Given the large scale of the model and the generalization of land use and crop coefficients, the assignment of idled rice field cells may have unintended consequences on the experimental results. For this study the rice field cells were changed to idle cells quasi-randomly to avoid bias in selecting those cells manually. In the context of the model, where crop coefficients are uniform, this is not problematic. In reality, however, which rice fields are idled might be determined in a systematic way, deliberately or otherwise. For example, some rice fields may be more efficient than others. If a farmer is aware of this, they might selectively idle their least hydrologically efficient fields (that is, the fields in which they need to apply the most water to produce the same crop yield). In such a case, the model may underestimate the effect of rice field idling, since the fields idled would be the ones that require the most water and therefore might have the most water percolating into the groundwater system.

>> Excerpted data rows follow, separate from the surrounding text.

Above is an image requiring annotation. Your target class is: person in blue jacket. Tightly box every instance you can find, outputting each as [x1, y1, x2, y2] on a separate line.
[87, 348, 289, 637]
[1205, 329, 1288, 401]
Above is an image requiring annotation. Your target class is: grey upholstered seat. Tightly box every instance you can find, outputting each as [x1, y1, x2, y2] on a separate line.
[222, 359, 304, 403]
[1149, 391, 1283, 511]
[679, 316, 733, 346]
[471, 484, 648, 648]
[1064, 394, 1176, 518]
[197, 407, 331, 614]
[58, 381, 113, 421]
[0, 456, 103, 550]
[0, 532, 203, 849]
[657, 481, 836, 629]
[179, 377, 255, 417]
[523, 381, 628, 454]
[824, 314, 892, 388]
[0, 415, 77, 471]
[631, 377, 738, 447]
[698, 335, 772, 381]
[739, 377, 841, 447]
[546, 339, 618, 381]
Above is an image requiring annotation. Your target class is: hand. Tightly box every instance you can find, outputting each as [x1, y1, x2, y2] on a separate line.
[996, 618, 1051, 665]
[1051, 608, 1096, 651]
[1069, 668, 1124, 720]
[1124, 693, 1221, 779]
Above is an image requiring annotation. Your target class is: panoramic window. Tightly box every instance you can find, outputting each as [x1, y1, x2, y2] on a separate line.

While there are many possible avenues of future study, perhaps the most important is to perform similar experiments using climate data from a “dry” year. Arelatively “normal” climate year was chosen for this experiment for the sake of examining the effects of rice field idling in typical conditions. However, since water transfers are more common when water is scarce, further experimentation to examine the effects of rice field idling during one or more “dry” years would seem worthwhile. Such experimentation might include the effects of multiple consecutive years of dry conditions, or the effects of a single year or a few years of dry conditions.
Partial funding for this project has been provided by the California State University Agricultural Research Institute (ARI) and the National Institute of Food and Agriculture (NIFA) U.S. Department of Agriculture award number 2015-70001- 23549. Any opinions, findings, conclusions, or recommendations expressed in this publication are those of the authors and do not necessarily reflect the view of the U.S. Department of Agriculture.